The Income Tax Act, 2025 — effective from 1st April 2026 — introduces one of the most significant conceptual changes in Indian tax law: the unified Tax Year. For decades, taxpayers have navigated the confusing dual framework of "Previous Year" (when income is earned) and "Assessment Year" (when it is assessed). That ends now.

What Is the Tax Year?

Section 3 of the new Act defines "Tax Year" as the twelve-month period of the financial year commencing on 1st April. So Tax Year 2026-27 simply means April 1, 2026 to March 31, 2027. Income earned in this period is assessed in this period — no separate "AY 2027-28" reference.

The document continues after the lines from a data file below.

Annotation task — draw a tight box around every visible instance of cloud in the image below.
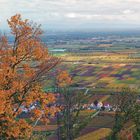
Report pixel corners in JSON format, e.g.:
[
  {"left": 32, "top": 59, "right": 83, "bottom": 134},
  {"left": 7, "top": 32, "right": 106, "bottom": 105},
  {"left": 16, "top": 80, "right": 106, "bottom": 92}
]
[
  {"left": 65, "top": 13, "right": 100, "bottom": 20},
  {"left": 64, "top": 12, "right": 139, "bottom": 23},
  {"left": 0, "top": 0, "right": 140, "bottom": 30},
  {"left": 122, "top": 9, "right": 134, "bottom": 14}
]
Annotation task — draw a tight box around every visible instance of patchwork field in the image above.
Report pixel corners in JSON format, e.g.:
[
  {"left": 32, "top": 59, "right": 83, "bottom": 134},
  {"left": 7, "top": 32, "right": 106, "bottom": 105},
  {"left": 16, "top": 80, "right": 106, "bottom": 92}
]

For newly set up businesses, the tax year runs from the date of setup until the following March 31.

Why Does This Matter?

The dual-year system created endless confusion. Clients would ask: "Is my return for PY 2024-25 or AY 2025-26?" The answer was both — and neither was intuitive. The Tax Year concept eliminates this entirely.

India now aligns with international practice. The US, UK, Australia, and New Zealand all use a single tax year reference. For cross-border professionals and NRIs, this simplification is particularly welcome.

Practical Implications

  • ITR Forms: Will reference a single Tax Year instead of AY/PY combinations
  • TDS Certificates: Form 16 is replaced by Form 130, Form 16A by Form 131
  • Due Dates: All deadlines, interest calculations under Sections 234A/B/C, and penalty triggers are anchored to one Tax Year
  • Return Filing: ITR-3 and ITR-4 (non-audit) deadline extended from 31 July to 31 August
  • Revised Returns: Filing deadline extended from 9 months to 12 months (now 31 March)

The Bigger Picture

The new Act reduced total sections from 819 to 536. TDS provisions alone went from 65 sections to just 13. Section numbering is now standalone — no more confusing series like 115A through 115WM.

The Tax Year change is not just cosmetic. It represents a genuine simplification that will reduce compliance burden and litigation over technical interpretation of year references. Every tax professional should update their systems, templates, and client communications to reflect this change before the first filing season under the new Act.